I read this interview with artist Jonathan Keats about his creation of The Atheon, a temple devoted to science. Instead of stained-glass windows there are replications of cosmic microwave background radiation patterns. Keats said his purpose was to challenge people’s dogmas about religion and science, and to envision what a place devoted to science worship might look like. The website describes it as “a secular temple devoted to scientific worship.” Keats is also known for his Petri Dish God artwork.
I post this mainly because it is an artist exploring science using architecture. I think it is a creative and artistic format in which to tackle the exploration of science. For people who are interested in viewing the science temple, The Atheon is housed in the Judah L. Magnes Museum in Berkeley, California.
However, I also feel that I have to editorialize a little on this subject.

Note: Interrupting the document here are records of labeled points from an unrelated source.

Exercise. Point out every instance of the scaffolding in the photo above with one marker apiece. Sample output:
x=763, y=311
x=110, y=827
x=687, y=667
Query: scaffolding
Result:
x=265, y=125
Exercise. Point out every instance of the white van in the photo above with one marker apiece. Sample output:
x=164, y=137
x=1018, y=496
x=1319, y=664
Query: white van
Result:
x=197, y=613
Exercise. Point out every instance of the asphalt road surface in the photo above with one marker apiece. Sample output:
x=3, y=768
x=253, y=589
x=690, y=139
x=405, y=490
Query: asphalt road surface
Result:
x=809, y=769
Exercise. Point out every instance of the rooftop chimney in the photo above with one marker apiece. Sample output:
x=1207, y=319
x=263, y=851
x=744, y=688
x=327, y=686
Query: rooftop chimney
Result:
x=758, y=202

I for one do not agree with the idea that science and religion can be compared in the manner that Keats is trying to do. Science is a discipline like Economics or English that works to better understand the world around us. These types of disciplines – Science, Sociology, Civics – are continuously changing as more is learned. Religion is by definition a belief system, usually based on a code of morals and system of behaviors that people have faith in – that is belief without physical proof – and use its teachings to shape their lives. These beliefs are passed down for generations and (mostly) do not change. Science and Religion are two separate systems.
As full disclosure, I am an Atheist. And I concede that Religion and Science have been linked since the middle ages, if not earlier. Religion has been used to explain scientific questions for a long time. Yet all this does not mean that as both systems grow and mature they cannot, and in fact should, branch out into separate entities. As both Religion and Science as subjects of study have evolved, we have found that they answer entirely different questions. In fact, I think that by continuing to draw the parallel between them is in fact polarizing the two subjects, when a belief in a higher power and pursuing scientific endeavors are totally compatible.
Obviously, this art installation is meant to make people think about their assumption on science, religion, worship, art, what is awe-inspiring, and to be inspired to feel whatever they feel. I would be interested to actually visit the installation and actually see how Keat’s concept has been executed.